Card of the Day: 1933 Goudey Tony Piet

Today’s Card of the Day comes from a set that hasn’t been featured here in quite some time. The last appearance for the 1933 Goudey set was January of 2021 when we celebrated Hall of Fame pitcher Waite Hoyt. This set is still extremely popular to this day, so I probably shouldn’t wait another 22 months before it shows up again in this series. On this date in 1933, the Pittsburgh Pirates traded Tony Piet to the Cincinnati Reds in a significant four-player deal, with two players going each way. The trade worked out for the Pirates because they got five seasons of pitcher/pinch-hitter Red Lucas, but the other three players in the trade didn’t contribute much. Piet is card #228 in the 1933 Goudey set.

Here’s the front of the card:

I just recently talked about old artwork and how they sometimes did a good job, but other times completely missed, and the player would look too generic. I couldn’t find the exact picture that this work was based off of, but there are a decent amount of Piet photos out there to check out for comparison. At first I thought this was just bad artwork, but you can see some similarities in the eyes, and side profile shots seem to look somewhat similar. In my opinion, the only thing that seems off is his face had slightly more of a round look than the long oval look you see here. The thing that is bad here is the uniform colors. I don’t know where they got yellow for the bands around the sleeves and collar. I also don’t know about the maroon hat. It certainly doesn’t look like a Pirates uniform.
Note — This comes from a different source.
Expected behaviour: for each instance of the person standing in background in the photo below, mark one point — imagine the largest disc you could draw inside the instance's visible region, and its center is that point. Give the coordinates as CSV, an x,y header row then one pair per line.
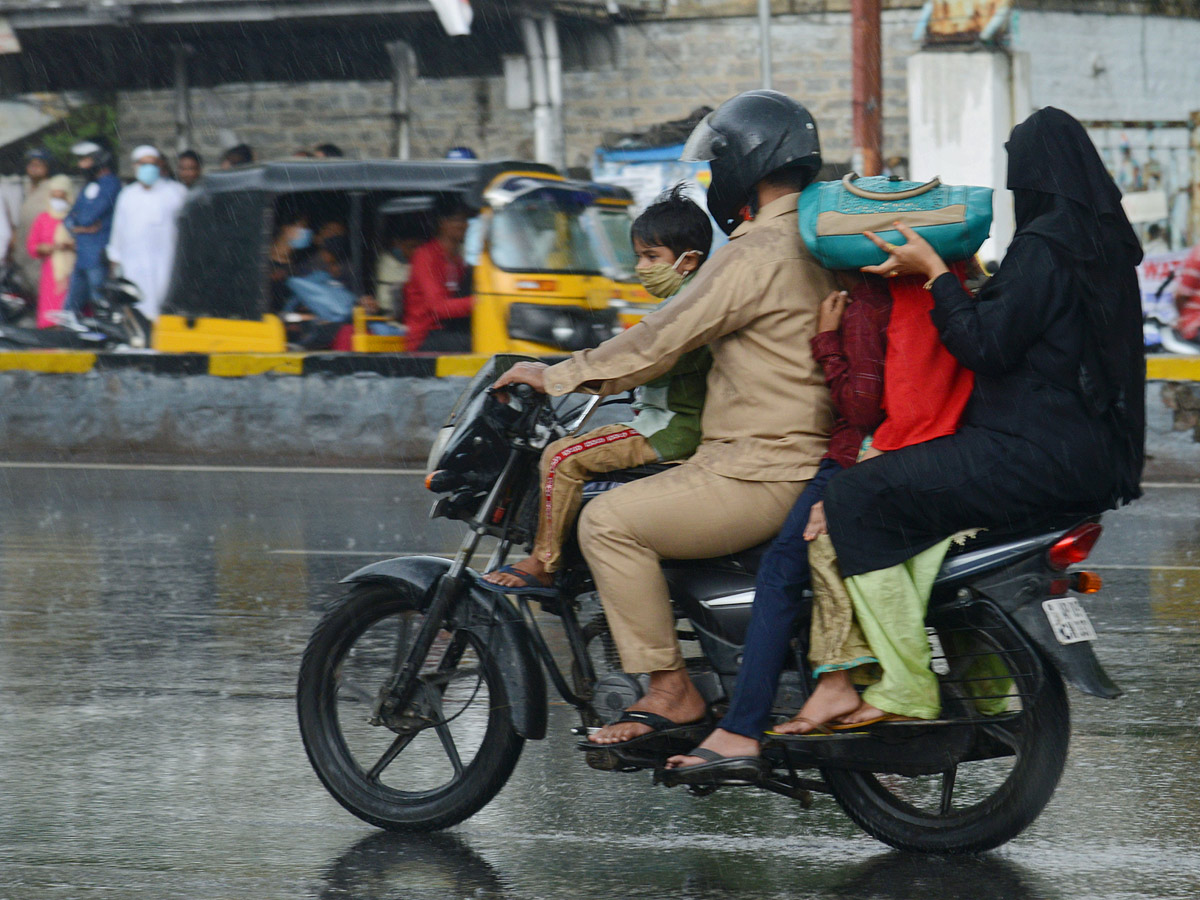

Some of the cards in this set have baseball scenes in the background. Others look like this one of Piet, with a solid one color background. The set is popular because it’s loaded with Hall of Famers, including four cards of Babe Ruth. The Pirates set is pretty impressive, consisting of Waite Hoyt, Paul Waner, Lloyd Waner, Pie Traynor, Freddie Lindstrom and Arky Vaughan. It also has two pretty good all-time Pirates in Gus Suhr and Ray Kremer, as well as Adam Comorosky, who accomplished one of the most interesting feats in baseball history in 1930. He had 47 doubles, 23 triples and 12 homers that season. No other player in Major League history has reached those three numbers in the same season.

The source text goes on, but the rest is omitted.